Kaila berdengung, kemudian tersenyum ke arah Lamanda "Lukisan gue buat pameran belum kelar."
Arsya gemas sendiri mendengar jawaban Kaila. Kaila bohong. Arsya tahu jika Kaila sudah menyelesaikan lukisannya jauh-jauh hari. Kaila yang mengatakannya sendiri waktu itu. Menurut Arsya, Kaila terlalu munafik bahkan pada dirinya sendiri. "Nggak usah munafik jadi orang," ketus Arsya.
Arsya benar. Kaila memang munafik tapi seharusnya ia tidak perlu melontarkannya secara frontal di hadapan Kaila. Ucapan Arsya tadi membuat Kaila sakit hati. Tapi Kaila tidak membalas karena Arsya memang begitu sifatnya. Daripada ribut mending ia mengalah.
"Pokoknya gue nggak mau ikut," kata Kaila, tetap keukeuh dengan keinginannya.
"Padahal Kalka nanyain lo ikut apa enggak," kata Lamanda. Membuat mata Kaila melebar.
Lamanda tidak berbohong ataupun hanya ingin membesarkan hati Kaila. Tadi pagi sebelum Lamanda turun dari mobil Kalka memang menanyakan hal tersebut.
"Serius?!!" pekik Kaila dengan mata berbinar. Ia tidak percaya. Rasanya ia ingin menjerit dan loncat-loncat sekarang.
"Makanya kalau masih cinta tuh bilang," sindir Arsya.
"Lo kenapa sih, Sya sinis banget ke gue? Gue ada salah sama lo?"
Arsya berdecak, "Lo lebih sensitif dari pantat bayi tau nggak."
Kadang, sahabat harus lebih frontal untuk mengucapkan pendapatnya. Karena, sahabat untuk pengkritik bukan pemunafik.
"Lo sadar nggak sih selama ini diem-dieman sama Kalka seakan nggak saling kenal. Lo sok baik-baik aja tapi sebenarnya enggak kan?"

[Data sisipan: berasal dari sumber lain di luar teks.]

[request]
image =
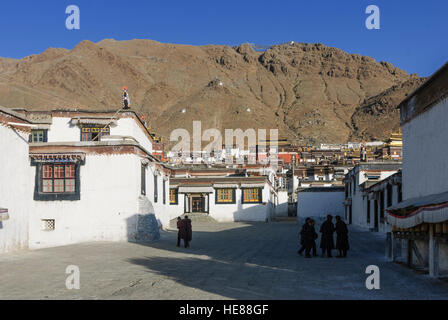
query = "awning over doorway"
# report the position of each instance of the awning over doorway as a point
(415, 211)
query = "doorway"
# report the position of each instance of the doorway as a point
(198, 203)
(376, 215)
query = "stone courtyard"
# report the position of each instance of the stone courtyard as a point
(226, 261)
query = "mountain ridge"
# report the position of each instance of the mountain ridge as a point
(310, 92)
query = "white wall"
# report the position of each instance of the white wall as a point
(425, 153)
(281, 210)
(320, 204)
(359, 208)
(15, 189)
(129, 127)
(107, 211)
(162, 211)
(234, 211)
(61, 130)
(108, 205)
(243, 211)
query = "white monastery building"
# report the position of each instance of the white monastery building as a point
(420, 221)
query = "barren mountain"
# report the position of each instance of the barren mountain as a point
(310, 92)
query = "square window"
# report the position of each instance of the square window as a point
(70, 185)
(252, 195)
(38, 136)
(48, 224)
(59, 171)
(47, 186)
(173, 196)
(70, 171)
(59, 185)
(58, 181)
(225, 195)
(47, 171)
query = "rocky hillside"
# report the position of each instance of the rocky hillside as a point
(310, 92)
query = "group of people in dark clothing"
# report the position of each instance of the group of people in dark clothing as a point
(185, 231)
(308, 238)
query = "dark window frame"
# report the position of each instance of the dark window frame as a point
(39, 195)
(223, 202)
(176, 193)
(44, 137)
(93, 137)
(249, 202)
(389, 191)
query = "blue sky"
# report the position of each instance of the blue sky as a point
(413, 34)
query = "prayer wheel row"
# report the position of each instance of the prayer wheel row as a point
(439, 228)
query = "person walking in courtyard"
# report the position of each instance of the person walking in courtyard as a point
(327, 242)
(308, 236)
(342, 244)
(188, 231)
(302, 236)
(179, 230)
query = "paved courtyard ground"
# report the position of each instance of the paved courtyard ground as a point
(225, 261)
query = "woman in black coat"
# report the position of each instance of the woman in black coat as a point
(342, 244)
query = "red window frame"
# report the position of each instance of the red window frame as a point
(58, 178)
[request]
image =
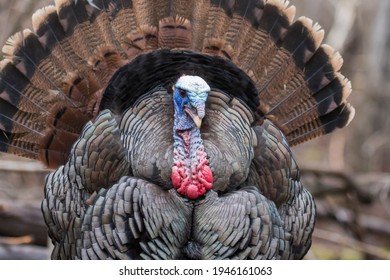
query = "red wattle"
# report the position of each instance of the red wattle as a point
(196, 185)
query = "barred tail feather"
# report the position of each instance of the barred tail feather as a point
(76, 47)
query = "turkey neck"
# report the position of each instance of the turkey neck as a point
(191, 174)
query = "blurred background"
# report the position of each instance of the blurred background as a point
(348, 171)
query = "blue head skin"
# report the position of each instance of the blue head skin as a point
(190, 95)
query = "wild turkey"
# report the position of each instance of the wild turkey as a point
(170, 123)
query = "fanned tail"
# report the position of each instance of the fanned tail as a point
(53, 78)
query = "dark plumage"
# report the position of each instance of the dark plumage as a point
(151, 164)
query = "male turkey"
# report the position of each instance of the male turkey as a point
(169, 123)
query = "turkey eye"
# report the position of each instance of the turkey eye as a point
(182, 93)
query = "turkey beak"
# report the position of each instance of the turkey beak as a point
(195, 115)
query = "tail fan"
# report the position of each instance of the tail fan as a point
(56, 78)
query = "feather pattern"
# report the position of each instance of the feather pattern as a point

"Ya terus masalahnya sama lo apa? Lo juga suka Kalka? Embat aja sana!"
"Jaga omongan lo ya!! Kalau gue suka sama Kalka udah gue embat dari dulu, nggak perlu nunggu lo nyuruh!"

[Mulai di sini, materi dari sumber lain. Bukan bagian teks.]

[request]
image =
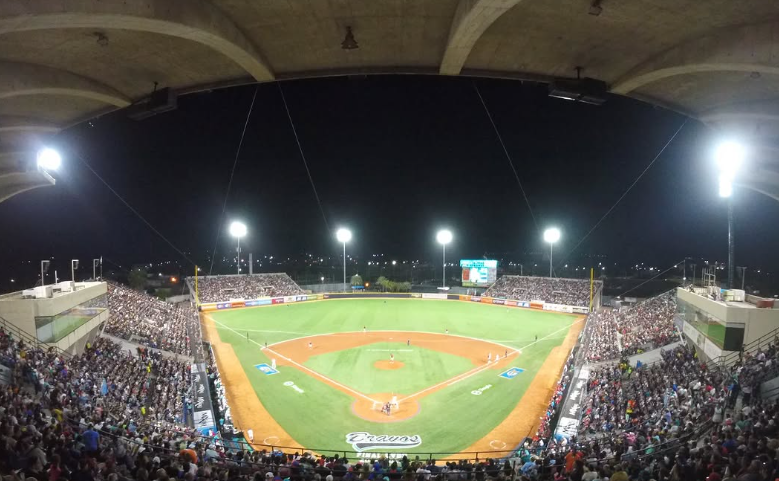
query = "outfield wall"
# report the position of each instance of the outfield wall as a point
(267, 301)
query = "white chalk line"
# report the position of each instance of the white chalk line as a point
(302, 367)
(454, 380)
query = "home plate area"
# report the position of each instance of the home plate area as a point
(416, 364)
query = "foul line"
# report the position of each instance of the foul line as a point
(300, 366)
(467, 374)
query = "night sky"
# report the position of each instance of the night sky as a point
(393, 158)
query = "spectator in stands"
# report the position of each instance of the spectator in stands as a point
(255, 286)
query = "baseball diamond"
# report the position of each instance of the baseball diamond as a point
(393, 373)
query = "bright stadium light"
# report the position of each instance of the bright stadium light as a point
(49, 159)
(729, 156)
(551, 235)
(444, 236)
(344, 236)
(238, 230)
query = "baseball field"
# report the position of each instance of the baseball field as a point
(390, 376)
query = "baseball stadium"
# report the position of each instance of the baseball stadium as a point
(558, 188)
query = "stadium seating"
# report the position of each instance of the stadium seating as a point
(224, 288)
(645, 326)
(144, 319)
(109, 415)
(569, 292)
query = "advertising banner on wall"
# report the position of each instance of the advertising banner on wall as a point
(433, 296)
(201, 401)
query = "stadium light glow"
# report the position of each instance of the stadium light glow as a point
(238, 230)
(344, 235)
(729, 155)
(551, 235)
(444, 236)
(49, 159)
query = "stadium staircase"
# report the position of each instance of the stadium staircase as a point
(32, 340)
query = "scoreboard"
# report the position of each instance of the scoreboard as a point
(478, 272)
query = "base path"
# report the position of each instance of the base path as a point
(246, 409)
(524, 419)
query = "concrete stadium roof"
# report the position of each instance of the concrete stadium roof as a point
(65, 61)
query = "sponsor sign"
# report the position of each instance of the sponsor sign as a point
(566, 428)
(294, 386)
(511, 373)
(258, 302)
(201, 400)
(363, 441)
(557, 308)
(265, 369)
(433, 296)
(478, 392)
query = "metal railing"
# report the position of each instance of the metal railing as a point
(32, 340)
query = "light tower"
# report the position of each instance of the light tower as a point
(551, 235)
(238, 230)
(444, 237)
(344, 235)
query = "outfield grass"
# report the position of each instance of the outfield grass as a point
(450, 419)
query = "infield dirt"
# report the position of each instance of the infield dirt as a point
(248, 411)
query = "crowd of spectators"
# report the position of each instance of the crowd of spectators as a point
(254, 286)
(568, 292)
(630, 330)
(141, 318)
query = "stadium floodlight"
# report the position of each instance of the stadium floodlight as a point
(551, 235)
(238, 230)
(344, 235)
(444, 236)
(729, 156)
(49, 159)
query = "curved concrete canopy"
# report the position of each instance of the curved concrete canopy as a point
(716, 60)
(19, 79)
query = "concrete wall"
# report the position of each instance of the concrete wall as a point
(22, 312)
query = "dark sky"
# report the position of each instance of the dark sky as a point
(394, 158)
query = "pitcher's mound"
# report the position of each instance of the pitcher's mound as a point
(387, 365)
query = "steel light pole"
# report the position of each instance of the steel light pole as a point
(238, 230)
(551, 235)
(444, 237)
(344, 236)
(729, 156)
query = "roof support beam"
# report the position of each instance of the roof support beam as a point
(19, 79)
(471, 20)
(750, 48)
(11, 123)
(195, 20)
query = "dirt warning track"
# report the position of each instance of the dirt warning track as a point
(248, 411)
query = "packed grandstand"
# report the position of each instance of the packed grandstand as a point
(112, 414)
(568, 292)
(255, 286)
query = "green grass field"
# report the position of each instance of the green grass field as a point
(449, 420)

"Nggak usah ngegas dong. Lagian lo yang mulai ngajakin ribut."
Arsya mendengus. Bertengkar dengan Kaila memang sudah biasa baginya. Ia memang tidak suka jika Kaila masih saja sok baik-baik saja soal hubungannya dengan Kalka. Ia hanya tidak ingin jika sahabatnya itu lama terjebak dalam zona menyakitkan yang ia ciptakan sendiri.
"Ya udah sih ya, nggak usah baper," kata Arsya. Ia meraih dan membuka botol tupperware di dekatnya lalu meminum air yang di bawa Lamanda itu. Ia menengadah, matahari sangat terik saat ini, tapi karena taman belakang sekolah teduh oleh pohon flamboyan jadi ia tidak terlalu merasakan panas.

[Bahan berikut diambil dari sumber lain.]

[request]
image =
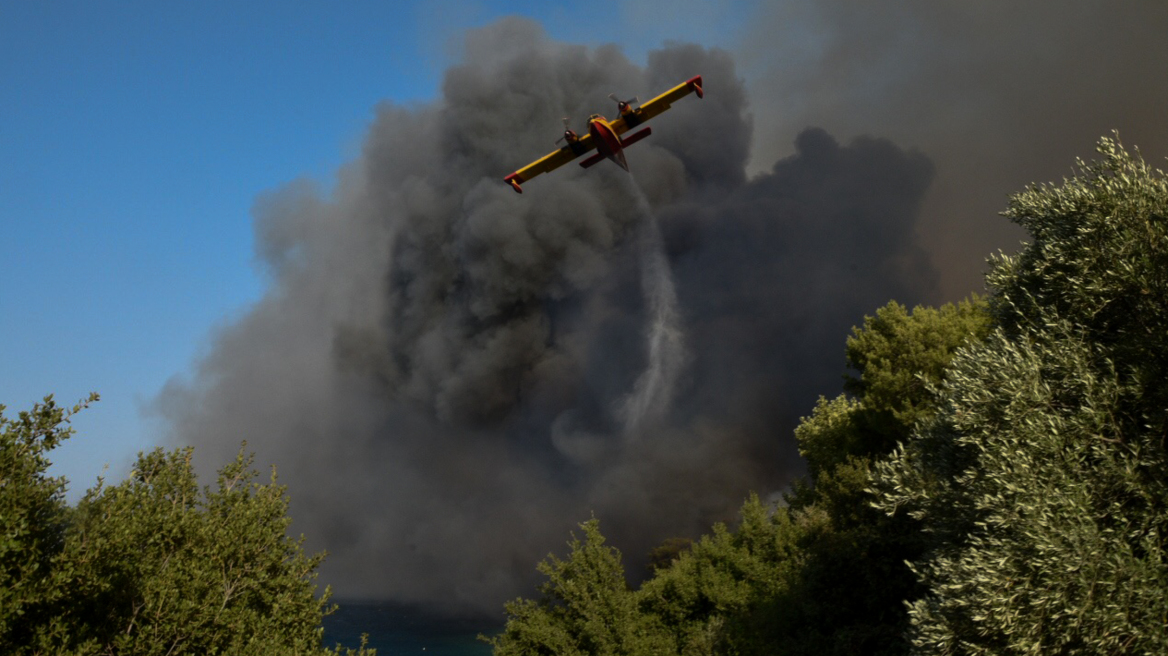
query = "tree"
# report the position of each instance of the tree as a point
(153, 565)
(585, 607)
(1043, 479)
(32, 518)
(821, 574)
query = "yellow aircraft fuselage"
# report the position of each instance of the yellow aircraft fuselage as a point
(605, 135)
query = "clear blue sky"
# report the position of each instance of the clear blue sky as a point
(136, 135)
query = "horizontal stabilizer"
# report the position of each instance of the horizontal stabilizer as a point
(592, 160)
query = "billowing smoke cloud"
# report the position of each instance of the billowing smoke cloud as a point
(998, 95)
(450, 376)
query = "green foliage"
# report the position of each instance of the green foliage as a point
(821, 576)
(586, 607)
(32, 518)
(1043, 479)
(153, 565)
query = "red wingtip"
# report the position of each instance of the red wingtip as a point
(696, 83)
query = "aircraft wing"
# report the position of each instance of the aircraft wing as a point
(658, 105)
(551, 161)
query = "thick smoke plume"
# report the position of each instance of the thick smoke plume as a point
(666, 348)
(450, 376)
(996, 93)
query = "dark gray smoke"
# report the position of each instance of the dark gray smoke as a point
(442, 368)
(998, 93)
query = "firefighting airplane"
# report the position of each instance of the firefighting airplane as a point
(604, 134)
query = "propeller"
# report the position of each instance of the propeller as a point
(623, 104)
(567, 130)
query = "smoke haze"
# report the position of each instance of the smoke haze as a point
(998, 93)
(450, 376)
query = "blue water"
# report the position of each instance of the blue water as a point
(397, 629)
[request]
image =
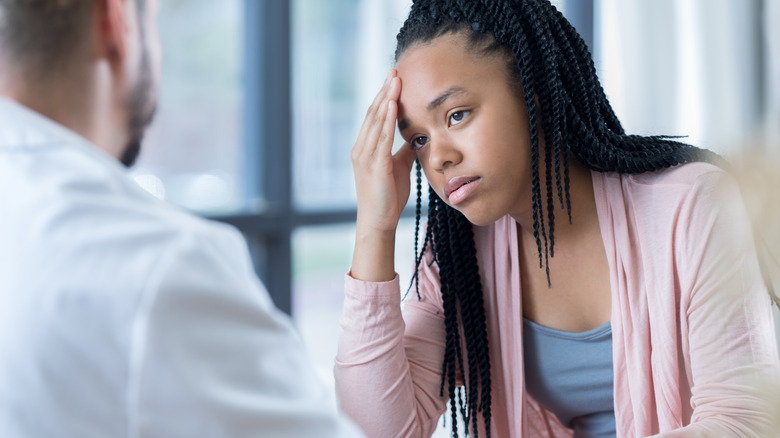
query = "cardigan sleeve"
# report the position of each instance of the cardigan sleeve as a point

"Lagian lucu kali ya kalau gue taken sama Kalka. Kan mumpung jomblo tuh anak. Mana dia baik banget ke gue," kata Arsya seolah memanas-manasi Kaila.
"Taken aja sana. Nggak ada yang ngelarang. Itu pun kalau Kalka mau sama lo," ketus Kaila.
"Kalian kenapa jadi ngeributin Kalka sih? Padahal tadi cuma bahas uang tiket. Mending kalian lanjutin makan deh daripada ribut terusan," lerai Lamanda. Ia menarik kotak bekalnya dan memakanya sedikit lebih cepat kalau tidak pasti ia tidak akan kebagian karena Arsya dan Kaila bisanya cuma minta dan tidak membawa bekal sendiri. Selalu begitu. Kalau disuruh beli di kantin jawaban mereka pasti sama.
Lagi hemat.
Mereka tidak bicara lagi setelah itu. Ketiganya fokus makan terlebih Kaila yang sedari tadi kebagian sedikit. Lamanda hanya pasrah menghadapi sahabat-sahabatnya itu. Kalau perlu besok ia akan membawa bekal dengan porsi triple.
Usai makan bekal seperti biasanya, mereka bergegas untuk menuju kelas masing-masing karena bel sudah berbunyi. Saat melewati koridor pandangan Lamanda teralih pada siswa yang tengah berdiri di koridor tepatnya di hadapan seorang guru.
Lamanda menghentikan langkahnya diikuti Arsya dan Kaila. Ia memicingkan matanya melihat sosok yang diketahuinya itu sedang dalam masalah.